Anger and Conflict Resolution

Some people just never seem to get upset by anything. It would be nice if we could all live our lives without anger, but anger is an emotional outlet letting us know that we aren’t happy and our needs are not being met. Anger tells us that there is something deep inside of us that should be addressed. Magickal elders teach us that we should never practice magick when we are angry, meaning that we shouldn’t target a person, place, or thing just because we’re mad. We can use magick, however, to work toward reducing stress, which will also (in time) turn our mental fuses into slow burn rather than a quick explosion.

Our feelings are not separate from the body. In magick, we learn that the body, mind, and soul should work together as one to create a harmonious lifestyle. When something is out of whack, our emotions let us know. When we feel good and express that nice feeling to others, then we are in tune with the universe and it is harder for people to push our emotional buttons. Sometimes anger, annoyance, frustration, or rage comes from old hurts, present fears, or even physical sickness. Occasionally we are angry because of what others do.
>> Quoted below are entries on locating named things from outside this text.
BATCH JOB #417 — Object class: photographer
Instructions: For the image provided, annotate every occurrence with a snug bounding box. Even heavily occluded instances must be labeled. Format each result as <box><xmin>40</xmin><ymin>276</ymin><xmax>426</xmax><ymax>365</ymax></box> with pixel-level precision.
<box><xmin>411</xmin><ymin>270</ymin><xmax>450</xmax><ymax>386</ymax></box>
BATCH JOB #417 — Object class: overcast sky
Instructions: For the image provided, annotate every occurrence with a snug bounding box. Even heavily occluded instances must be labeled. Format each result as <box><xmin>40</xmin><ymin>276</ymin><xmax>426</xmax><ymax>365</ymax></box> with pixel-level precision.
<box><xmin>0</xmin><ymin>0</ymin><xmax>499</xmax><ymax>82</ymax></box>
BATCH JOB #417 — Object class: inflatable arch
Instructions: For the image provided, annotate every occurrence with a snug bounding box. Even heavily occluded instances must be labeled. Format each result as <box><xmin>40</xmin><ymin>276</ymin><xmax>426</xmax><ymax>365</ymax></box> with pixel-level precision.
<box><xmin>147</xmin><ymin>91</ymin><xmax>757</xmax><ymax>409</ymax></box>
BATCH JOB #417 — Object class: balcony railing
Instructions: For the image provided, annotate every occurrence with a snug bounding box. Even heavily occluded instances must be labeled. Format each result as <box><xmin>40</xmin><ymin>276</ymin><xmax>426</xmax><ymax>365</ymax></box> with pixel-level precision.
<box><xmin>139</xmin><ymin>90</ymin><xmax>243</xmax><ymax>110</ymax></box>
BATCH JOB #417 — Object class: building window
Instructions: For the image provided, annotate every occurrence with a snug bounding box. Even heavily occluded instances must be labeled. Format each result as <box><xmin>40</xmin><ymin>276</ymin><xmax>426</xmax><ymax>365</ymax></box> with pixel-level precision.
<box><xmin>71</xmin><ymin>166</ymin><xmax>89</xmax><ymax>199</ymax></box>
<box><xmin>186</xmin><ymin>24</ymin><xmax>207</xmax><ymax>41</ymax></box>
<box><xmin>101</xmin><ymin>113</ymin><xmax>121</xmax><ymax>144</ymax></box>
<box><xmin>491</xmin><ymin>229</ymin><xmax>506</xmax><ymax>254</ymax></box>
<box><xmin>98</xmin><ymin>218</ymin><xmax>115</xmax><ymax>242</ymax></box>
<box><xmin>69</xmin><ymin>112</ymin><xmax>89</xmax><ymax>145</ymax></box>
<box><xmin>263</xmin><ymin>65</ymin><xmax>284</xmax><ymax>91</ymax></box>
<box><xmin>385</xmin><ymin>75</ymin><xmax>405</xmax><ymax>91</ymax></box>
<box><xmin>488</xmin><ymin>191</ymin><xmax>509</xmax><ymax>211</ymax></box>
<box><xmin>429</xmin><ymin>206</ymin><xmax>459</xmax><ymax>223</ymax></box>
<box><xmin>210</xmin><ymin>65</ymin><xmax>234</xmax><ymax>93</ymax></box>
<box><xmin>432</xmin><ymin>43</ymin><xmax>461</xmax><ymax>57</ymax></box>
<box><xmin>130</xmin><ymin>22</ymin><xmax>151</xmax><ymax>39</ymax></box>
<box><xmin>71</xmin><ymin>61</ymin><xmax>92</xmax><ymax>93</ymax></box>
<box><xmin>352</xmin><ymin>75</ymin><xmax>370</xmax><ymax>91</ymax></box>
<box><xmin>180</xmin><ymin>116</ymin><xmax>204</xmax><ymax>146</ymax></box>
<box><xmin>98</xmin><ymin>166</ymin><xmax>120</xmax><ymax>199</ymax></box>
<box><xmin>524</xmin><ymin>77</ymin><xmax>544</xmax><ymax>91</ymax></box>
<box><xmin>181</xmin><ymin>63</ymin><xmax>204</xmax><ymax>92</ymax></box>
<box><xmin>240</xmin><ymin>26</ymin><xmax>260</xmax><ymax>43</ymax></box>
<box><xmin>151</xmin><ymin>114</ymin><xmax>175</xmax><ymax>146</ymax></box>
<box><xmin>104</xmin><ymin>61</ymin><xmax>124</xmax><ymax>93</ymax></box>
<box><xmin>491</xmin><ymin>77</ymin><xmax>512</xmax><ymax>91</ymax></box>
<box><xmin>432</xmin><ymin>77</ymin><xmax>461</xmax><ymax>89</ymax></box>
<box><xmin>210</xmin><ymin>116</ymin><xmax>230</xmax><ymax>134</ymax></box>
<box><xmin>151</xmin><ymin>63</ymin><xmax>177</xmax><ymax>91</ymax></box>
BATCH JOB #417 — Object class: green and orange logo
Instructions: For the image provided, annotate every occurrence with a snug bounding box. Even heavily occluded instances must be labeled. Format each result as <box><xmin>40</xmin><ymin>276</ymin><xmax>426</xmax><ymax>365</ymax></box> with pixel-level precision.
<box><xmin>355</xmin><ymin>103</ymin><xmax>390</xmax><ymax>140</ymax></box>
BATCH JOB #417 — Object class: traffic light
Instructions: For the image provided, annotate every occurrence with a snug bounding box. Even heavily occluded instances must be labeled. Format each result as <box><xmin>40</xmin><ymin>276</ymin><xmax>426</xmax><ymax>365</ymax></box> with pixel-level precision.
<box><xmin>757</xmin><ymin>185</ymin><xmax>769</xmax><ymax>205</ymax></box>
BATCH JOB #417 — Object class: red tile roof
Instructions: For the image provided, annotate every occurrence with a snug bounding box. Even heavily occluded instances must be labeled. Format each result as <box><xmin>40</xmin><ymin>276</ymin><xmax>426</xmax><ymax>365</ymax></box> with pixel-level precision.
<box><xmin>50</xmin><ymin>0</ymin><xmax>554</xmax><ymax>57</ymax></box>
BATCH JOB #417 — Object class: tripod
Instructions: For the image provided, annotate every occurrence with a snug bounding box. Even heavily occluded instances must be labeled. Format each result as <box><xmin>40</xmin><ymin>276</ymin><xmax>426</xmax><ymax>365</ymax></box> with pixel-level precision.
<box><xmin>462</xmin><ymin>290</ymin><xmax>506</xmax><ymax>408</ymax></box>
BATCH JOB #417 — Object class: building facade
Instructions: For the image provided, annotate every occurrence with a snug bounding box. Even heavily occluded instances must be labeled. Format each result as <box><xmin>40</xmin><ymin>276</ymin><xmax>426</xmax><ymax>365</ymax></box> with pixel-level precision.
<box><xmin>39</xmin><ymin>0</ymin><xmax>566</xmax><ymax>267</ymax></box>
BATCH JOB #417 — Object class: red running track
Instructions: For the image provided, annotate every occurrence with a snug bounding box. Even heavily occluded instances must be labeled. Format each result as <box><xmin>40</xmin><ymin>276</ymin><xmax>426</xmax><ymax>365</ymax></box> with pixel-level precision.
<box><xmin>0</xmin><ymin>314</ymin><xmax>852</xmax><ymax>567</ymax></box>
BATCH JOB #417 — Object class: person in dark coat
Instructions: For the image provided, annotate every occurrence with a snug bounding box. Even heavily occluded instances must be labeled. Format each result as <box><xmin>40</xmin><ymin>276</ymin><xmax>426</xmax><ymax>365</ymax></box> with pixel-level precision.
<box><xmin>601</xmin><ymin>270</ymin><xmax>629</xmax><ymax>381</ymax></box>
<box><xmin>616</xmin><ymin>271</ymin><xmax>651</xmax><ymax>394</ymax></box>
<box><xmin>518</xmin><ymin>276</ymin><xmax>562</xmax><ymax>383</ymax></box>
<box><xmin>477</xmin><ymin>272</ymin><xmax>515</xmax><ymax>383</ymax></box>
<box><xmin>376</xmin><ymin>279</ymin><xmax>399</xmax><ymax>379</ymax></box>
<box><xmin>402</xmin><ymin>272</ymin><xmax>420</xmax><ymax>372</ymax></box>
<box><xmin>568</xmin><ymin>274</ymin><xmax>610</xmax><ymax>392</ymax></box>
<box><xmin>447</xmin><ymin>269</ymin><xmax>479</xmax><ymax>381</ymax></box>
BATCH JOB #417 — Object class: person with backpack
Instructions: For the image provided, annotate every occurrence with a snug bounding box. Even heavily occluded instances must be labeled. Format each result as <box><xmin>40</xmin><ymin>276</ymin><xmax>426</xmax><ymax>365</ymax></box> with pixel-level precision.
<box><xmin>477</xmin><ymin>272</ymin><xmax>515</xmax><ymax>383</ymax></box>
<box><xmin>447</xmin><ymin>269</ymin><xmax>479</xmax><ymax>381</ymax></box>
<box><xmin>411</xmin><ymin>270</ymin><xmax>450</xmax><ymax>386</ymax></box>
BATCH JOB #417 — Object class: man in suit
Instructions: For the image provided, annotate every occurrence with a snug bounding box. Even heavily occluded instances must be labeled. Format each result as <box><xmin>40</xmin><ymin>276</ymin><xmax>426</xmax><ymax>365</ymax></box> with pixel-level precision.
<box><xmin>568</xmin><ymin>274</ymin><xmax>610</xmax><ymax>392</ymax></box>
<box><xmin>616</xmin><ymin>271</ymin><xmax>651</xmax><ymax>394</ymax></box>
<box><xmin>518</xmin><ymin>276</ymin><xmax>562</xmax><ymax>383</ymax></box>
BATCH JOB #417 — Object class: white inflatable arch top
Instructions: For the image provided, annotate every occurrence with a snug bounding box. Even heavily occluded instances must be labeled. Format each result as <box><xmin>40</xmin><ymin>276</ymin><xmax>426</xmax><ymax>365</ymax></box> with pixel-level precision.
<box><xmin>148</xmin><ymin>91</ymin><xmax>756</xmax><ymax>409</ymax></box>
When you hear people talking about righteous anger, they are speaking of a moral issue that has deeply upset them — such as murder, abuse, or unsafe practices at work or play. Sometimes when righteous anger takes hold of a person, they demand changes that will make our world a better place. Anger (in this case) can be a catalyst for positive change, but we should never forget that anger is as volatile as a volcano.

One of the hardest things to realize is that we manufacture our own anger. Magickal people know that we control our thoughts, therefore we can learn to harness and move through our anger in a positive way. The trick is to remember to do it before we get carried away, because emotions are quick and natural. They aren’t like a delayed television feed where you have time to sort out what you will show the world and what you wish to keep private.

Not everyone behaves the same way when they are annoyed or upset. Some people hold their anger in, acting sullen or very quiet. Others scream and shout, throw their hands around, and make a terrible display. Then there are the people that are so overwhelmed by their feelings that they can’t think or speak, and when they do, strange and nonsensical things pop out of their mouths, covered in gobs of spit. Being mad every now and then is okay and even healthy because it keeps you from swallowing all that energy and getting sick. On a daily basis, however, how you express that anger is the key to your personal success. Don’t be ashamed if you know you are having trouble controlling your emotions. I know adults that have never gotten the hang of it and are now too old to care about how their rage affects themselves or others; conversely I’ve met lots of young adults (and full-grown ones, too) that have come to the Craft seeking positive ways to harness their fury or frustration and have succeeded magnificently.